Avignon : Jour 3 – À la fraîche
DAPHNÉ À AVIGNON – PARTIE 3
Suivez notre collègue Daphné Bathalon dans son périple à Avignon, centre névralgique du théâtre en Europe durant la saison estivale !
Lundi 16 juillet 2018
Ce matin, c’est la pluie qui s’invite aux festivités et ralentit la frénésie d’Avignon, mais je ne m’en plaindrai pas : elle fait agréablement descendre la température extérieure et celle qui règne dans mon petit studio pas climatisé. Même le concert ininterrompu des cigales s’est momentanément tu.
La pluie délave les rues, mais aussi les affiches, qui ne claquent plus au vent, mais glissent ou pendent tristement vers le sol.
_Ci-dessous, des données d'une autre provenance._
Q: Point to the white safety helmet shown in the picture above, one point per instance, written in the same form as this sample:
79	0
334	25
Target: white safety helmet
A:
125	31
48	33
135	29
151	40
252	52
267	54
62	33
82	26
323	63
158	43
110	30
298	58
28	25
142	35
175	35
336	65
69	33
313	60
C’est le moment idéal pour se rendre aux Halles et y faire son marché. Entre melons et tomates de Provence, olives de toutes formes, tapenades délicieuses et multitude de fromages et de pains, la France ne déçoit jamais la panse.
De retour à l’abri de la pluie, j’en profite également pour ajouter quelques spectacles à mon horaire à cette heure où il est encore facile de joindre les billetteries. Ce sera une petite journée de deux spectacles aujourd’hui, car ce n’est pas tout d’aller les voir, il faut aussi écrire ! J’ai presque six heures devant moi, et je compte bien les mettre à profit, mais il s’avère que demeurer concentré sur le travail, quand on sait qu’il y a fête dans les rues, est plutôt difficile… On n’est pas à Avignon tous les jours, après tout!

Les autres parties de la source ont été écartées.